C++ Concurrency
- Description: A note on the C++ concurrency primitives —
std::async, futures, condition variables, atomics, andstd::call_once - My Notion Note ID: K2A-B1-25
- Created: 2018-11-09
- Updated: 2026-02-28
- License: Reuse is very welcome. Please credit Yu Zhang and link back to the original on yuzhang.io
Table of Contents
- 1.
std::asyncand Launch Policies - 2. Futures and Promises
- 3.
std::condition_variable - 4. Read-Write Lock
- 5. Atomic Types
- 6.
std::once_flagandstd::call_once - 7.
std::jthreadand Stop Tokens (C++20) - 8. Latches, Barriers, and Semaphores (C++20)
- 9.
thread_localStorage
C++11 introduced a comprehensive threading library.
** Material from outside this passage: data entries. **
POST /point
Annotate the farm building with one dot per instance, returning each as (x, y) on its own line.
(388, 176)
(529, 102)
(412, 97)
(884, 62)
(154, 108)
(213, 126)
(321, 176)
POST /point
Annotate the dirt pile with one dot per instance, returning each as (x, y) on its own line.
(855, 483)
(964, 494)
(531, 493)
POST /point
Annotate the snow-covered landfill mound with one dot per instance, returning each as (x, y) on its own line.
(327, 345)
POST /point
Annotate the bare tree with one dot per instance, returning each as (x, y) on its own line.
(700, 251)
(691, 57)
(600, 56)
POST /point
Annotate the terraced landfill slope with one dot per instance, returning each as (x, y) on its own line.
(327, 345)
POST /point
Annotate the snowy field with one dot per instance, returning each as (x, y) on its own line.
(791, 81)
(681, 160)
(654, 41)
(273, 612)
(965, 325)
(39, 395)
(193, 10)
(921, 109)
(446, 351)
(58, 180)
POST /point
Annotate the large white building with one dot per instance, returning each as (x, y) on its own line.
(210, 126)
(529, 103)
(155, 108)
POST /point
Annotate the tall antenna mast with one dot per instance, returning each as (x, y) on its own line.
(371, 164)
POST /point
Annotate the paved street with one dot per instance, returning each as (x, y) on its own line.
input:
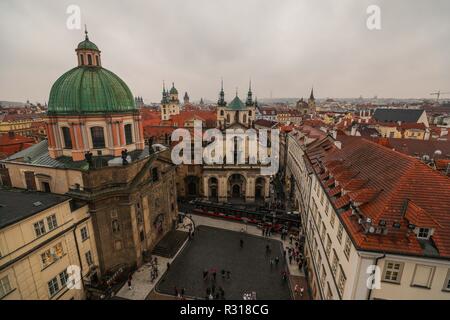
(220, 249)
(142, 288)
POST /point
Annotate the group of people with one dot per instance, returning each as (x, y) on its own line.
(154, 269)
(267, 231)
(295, 255)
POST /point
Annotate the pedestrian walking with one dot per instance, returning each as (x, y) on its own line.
(129, 281)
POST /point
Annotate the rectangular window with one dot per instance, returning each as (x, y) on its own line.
(52, 255)
(84, 234)
(155, 174)
(98, 137)
(348, 247)
(323, 277)
(328, 247)
(30, 180)
(39, 228)
(340, 231)
(5, 286)
(329, 292)
(89, 259)
(51, 222)
(335, 263)
(63, 277)
(67, 138)
(447, 282)
(393, 271)
(324, 229)
(332, 220)
(424, 233)
(342, 280)
(128, 134)
(46, 187)
(53, 287)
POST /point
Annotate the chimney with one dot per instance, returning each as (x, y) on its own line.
(427, 134)
(334, 134)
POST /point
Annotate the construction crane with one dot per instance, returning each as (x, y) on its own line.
(438, 94)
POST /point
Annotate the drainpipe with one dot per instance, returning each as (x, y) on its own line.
(376, 264)
(78, 253)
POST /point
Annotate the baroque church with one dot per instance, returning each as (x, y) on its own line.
(224, 182)
(96, 154)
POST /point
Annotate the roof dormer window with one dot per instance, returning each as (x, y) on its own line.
(424, 233)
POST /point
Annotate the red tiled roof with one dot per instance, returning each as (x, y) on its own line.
(419, 217)
(392, 180)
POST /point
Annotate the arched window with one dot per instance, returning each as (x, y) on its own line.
(67, 138)
(98, 137)
(128, 134)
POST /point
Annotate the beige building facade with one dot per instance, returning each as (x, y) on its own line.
(47, 254)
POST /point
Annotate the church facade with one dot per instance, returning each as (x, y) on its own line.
(95, 153)
(228, 182)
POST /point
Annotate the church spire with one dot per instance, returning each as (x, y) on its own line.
(249, 101)
(221, 102)
(311, 97)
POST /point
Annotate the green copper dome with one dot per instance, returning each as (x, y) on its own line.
(236, 104)
(173, 90)
(90, 90)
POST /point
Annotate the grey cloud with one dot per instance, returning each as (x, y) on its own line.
(284, 46)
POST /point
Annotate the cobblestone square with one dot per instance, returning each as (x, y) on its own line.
(219, 249)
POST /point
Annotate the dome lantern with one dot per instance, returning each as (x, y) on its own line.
(88, 53)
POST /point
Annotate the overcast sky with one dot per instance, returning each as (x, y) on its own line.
(285, 46)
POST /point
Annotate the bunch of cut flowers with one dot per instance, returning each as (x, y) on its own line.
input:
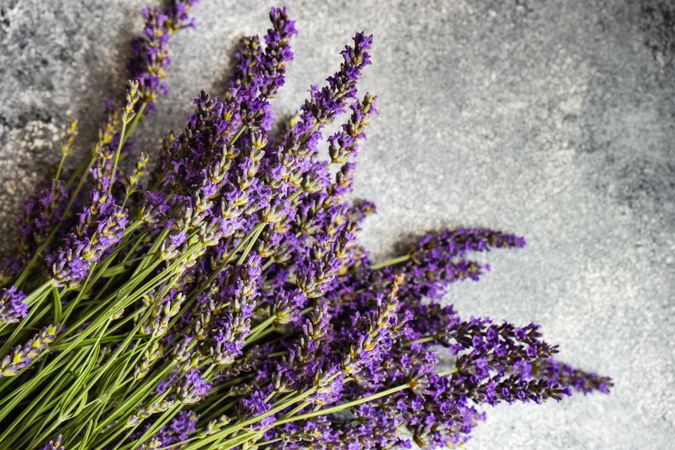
(220, 299)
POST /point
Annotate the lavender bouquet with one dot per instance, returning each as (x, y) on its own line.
(220, 299)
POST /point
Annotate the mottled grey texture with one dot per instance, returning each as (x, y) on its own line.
(554, 119)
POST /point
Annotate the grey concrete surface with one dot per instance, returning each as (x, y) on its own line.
(554, 119)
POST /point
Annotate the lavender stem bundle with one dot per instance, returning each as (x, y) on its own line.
(220, 298)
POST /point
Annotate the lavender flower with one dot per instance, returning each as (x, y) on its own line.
(238, 290)
(150, 57)
(12, 307)
(22, 356)
(567, 376)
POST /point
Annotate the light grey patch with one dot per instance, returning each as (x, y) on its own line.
(658, 25)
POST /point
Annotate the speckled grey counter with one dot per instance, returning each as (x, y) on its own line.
(554, 119)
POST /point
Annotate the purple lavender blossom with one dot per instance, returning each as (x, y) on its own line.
(12, 307)
(23, 355)
(566, 375)
(54, 444)
(149, 51)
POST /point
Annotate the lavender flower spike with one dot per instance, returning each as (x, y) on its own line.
(54, 445)
(23, 355)
(12, 307)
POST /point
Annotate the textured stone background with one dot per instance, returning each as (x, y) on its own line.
(554, 119)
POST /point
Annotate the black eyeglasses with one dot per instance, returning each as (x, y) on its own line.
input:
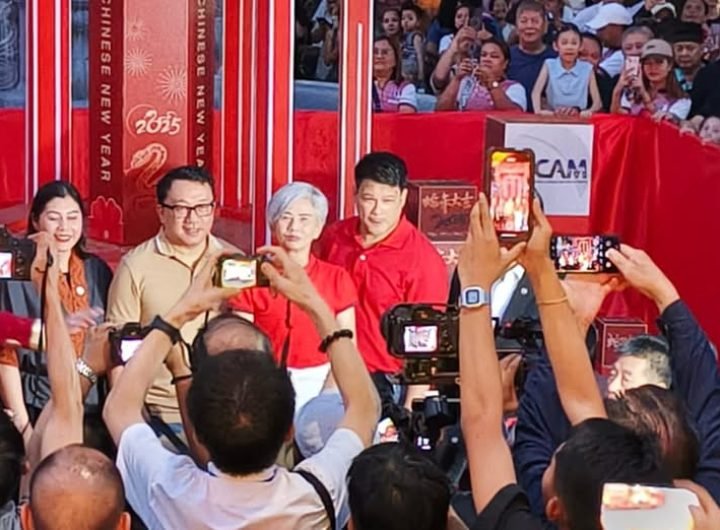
(181, 211)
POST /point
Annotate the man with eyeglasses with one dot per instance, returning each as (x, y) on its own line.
(152, 277)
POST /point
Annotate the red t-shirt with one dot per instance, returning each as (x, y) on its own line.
(271, 313)
(403, 268)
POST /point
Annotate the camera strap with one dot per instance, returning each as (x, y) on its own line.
(323, 493)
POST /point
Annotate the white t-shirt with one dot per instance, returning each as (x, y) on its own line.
(169, 491)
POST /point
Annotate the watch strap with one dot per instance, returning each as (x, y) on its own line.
(84, 370)
(473, 296)
(171, 331)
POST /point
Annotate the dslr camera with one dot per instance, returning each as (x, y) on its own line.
(426, 337)
(16, 256)
(238, 271)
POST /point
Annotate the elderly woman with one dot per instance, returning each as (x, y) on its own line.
(296, 216)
These notes cover the key concurrency primitives and patterns.
1. std::async and Launch Policies
std::async runs a callable asynchronously (or deferred) and returns a std::future that holds the result. There are three launch policies:
| Policy | Behavior |
|---|---|
std::launch::async |
Guaranteed to run in a new thread. The callable starts executing immediately. |
std::launch::deferred |
Lazy evaluation. The callable is not executed until .get() or .wait() is called on the future. Runs in the calling thread. |
std::launch::async | std::launch::deferred |
Default policy. The implementation decides whether to run asynchronously or deferred, based on system load. You have no control over which. |
#include <future>
#include <iostream>
int compute(int x) { return x * x; }
int main() {
// Guaranteed async execution in a separate thread
auto f1 = std::async(std::launch::async, compute, 42);
// Deferred: only runs when we call .get()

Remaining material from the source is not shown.